Belén, que todavía no había abierto
la boca, pareció dispuesta a colaborar en satisfacer la curiosidad de Chicho.
– Sí, pero por lo que hemos visto,
algunos enterramientos son anteriores. Es posible que haya una diferencia de
cientos de años
entre los que están más abajo y los que están próximos al nivel actual del
terreno.
– Oye, Román –preguntó (tampoco era
cuestión de que ahora que había comenzado a hablar Belén, éste se quedara al
margen)–, entonces habéis encontrado rastros romanos y visigodos. ¿Son importantes?
– No mucho.

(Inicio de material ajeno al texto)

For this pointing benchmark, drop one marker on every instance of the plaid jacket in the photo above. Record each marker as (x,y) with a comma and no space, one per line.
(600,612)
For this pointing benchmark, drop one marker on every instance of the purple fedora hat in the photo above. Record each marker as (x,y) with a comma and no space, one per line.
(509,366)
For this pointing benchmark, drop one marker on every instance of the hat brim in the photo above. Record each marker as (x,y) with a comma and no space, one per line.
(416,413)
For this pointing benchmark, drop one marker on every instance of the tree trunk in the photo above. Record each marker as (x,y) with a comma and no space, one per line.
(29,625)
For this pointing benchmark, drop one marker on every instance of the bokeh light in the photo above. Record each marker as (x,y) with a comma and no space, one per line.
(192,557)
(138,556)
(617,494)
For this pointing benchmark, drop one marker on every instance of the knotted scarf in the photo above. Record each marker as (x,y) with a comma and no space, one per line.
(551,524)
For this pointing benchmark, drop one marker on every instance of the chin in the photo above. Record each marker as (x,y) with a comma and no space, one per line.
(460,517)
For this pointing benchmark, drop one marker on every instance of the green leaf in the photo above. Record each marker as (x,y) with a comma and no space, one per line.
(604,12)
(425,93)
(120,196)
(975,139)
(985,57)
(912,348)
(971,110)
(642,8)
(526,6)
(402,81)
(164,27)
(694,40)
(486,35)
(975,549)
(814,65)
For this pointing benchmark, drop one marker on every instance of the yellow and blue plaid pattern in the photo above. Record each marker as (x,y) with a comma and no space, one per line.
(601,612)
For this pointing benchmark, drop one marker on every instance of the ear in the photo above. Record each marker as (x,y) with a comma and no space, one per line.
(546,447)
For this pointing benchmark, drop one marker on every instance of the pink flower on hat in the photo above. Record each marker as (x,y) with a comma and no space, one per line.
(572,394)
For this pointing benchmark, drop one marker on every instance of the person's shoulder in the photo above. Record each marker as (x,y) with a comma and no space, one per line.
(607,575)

Se puede decir que aquí
ha habido romanos, aunque no una población importante ni una guarnición. Hemos
encontrado alguna moneda, restos de cerámica y poco más. Hay en cambio muchos
más rastros visigóticos: bastantes monedas, armas, aperos, restos
arquitectónicos... Incluso debajo de la iglesia, allí donde la zanja descubre
los cimientos del paredón que falta, puedes ver que se han armado sobre otros
más antiguos. Y si seguimos excavando, probablemente nos encontraríamos con un
muro todavía anterior. La mayor parte de los edificios importantes se hacían
aprovechando algo de otros más antiguos.